この決断を、CRファンである私はまず喜んだ。またCRとして戦うnethさん、Meiyさん、popogachiさん、Astellさんの姿を追いかけ応援することができるのだと。しかしその一方でnethさんの発した言葉が忘れられなかった。「俺がFA出して30チームの中に入って世界大会出ても自分の力で行けた気がしないし今のところ考えてないな」。

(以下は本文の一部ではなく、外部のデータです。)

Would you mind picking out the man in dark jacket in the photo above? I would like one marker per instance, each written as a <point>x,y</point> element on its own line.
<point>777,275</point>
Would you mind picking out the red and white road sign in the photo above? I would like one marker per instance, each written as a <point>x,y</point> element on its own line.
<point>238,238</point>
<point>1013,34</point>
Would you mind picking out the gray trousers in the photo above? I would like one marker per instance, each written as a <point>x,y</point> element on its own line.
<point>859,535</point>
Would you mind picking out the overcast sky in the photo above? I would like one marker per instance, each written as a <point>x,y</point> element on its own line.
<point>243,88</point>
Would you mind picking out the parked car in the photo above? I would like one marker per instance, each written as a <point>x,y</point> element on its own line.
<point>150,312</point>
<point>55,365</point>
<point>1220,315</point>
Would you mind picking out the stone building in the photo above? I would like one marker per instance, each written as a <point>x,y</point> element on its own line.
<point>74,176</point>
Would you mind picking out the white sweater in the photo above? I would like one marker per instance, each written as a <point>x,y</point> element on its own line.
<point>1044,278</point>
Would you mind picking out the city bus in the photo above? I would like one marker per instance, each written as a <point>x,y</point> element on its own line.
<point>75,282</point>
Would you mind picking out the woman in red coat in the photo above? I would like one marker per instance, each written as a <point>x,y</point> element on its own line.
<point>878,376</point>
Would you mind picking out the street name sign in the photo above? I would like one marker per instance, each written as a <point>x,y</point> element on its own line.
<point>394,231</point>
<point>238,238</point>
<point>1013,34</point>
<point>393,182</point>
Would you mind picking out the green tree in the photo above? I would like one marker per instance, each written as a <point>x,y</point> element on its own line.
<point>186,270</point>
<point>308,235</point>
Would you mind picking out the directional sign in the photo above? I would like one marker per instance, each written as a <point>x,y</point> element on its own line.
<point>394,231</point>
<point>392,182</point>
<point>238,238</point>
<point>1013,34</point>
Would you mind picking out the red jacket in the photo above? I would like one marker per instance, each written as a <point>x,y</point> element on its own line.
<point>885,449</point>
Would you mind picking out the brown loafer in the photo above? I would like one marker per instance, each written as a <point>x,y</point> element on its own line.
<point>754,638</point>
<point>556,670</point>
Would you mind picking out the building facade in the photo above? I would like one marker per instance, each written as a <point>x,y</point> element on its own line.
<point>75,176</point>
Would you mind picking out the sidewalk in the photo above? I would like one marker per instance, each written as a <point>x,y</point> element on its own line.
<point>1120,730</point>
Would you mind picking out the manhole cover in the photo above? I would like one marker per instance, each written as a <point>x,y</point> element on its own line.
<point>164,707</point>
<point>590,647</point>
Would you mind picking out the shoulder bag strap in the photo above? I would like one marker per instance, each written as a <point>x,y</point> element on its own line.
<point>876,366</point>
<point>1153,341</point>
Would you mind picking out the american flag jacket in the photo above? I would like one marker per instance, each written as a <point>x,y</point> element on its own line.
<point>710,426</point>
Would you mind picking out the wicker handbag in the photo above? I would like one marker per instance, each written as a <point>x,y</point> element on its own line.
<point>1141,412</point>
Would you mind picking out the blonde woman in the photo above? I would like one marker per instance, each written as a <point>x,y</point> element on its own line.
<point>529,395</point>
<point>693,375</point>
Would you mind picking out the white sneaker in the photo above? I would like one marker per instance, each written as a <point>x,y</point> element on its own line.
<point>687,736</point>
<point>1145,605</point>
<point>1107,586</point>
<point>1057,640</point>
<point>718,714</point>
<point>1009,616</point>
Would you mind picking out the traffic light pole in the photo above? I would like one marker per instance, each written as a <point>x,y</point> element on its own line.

この言葉を聞いたとき、ふと思った。私は彼らをCRというチームに縛り付けていないか、と。もちろん私一人の言葉や行動が彼らの行動に影響を及ぼすなんてことは思っちゃいない。けれども、ファンの来年もこのメンバーでCRで戦ってほしいという想い、「CRの○○」であってほしいという願い。それらが何かしらの影響を与えてはいなかっただろうかと。本当はもっともっと高く世界へと飛んでいけるはずの彼らの大きな翼に少しでも傷をつけてはいないかと。そのことがずっと酷く怖かった。

だから、nethさん、Meiyさん、popogachiさんがDFMへと移籍し、世界で戦うことを決めたと知ったとき、初めに覚えたのは安堵だった。彼らの翼は折れてなんかいない、ずっとずっと高く飛ぶために戦い、準備をしていただけなのだと。

2022年から追い始めたCR VALORANT部門。リーダーとして年長者としてそしてベテラン選手としてチームを引っ張り導いていくことに悩み戸惑いながらも真剣に向き合ってきたnethさんの姿、サポートから「CRのデュエリスト」という重い重い看板を背負うことになりその在り方に苦悩しつつも今では日本随一の強さを誇るようになったMeiyさんの姿、2022 LCQの悔しさを糧にして七転八起とんでもない成長を遂げたpopogachiさんの姿、全部全部見守り応援してきた。

私が応援していたのはCR VALORANT部門だったから、DFMとして戦うことについては寂しさもあるし、悲しい気持ちもないとは言えない。けれども、世界へと羽ばたいていくことを決めた三人の決意と覚悟に、私は全力で彼らを応援したいと思った。

ずっと、ずうっとCRWIN。DFMWIN。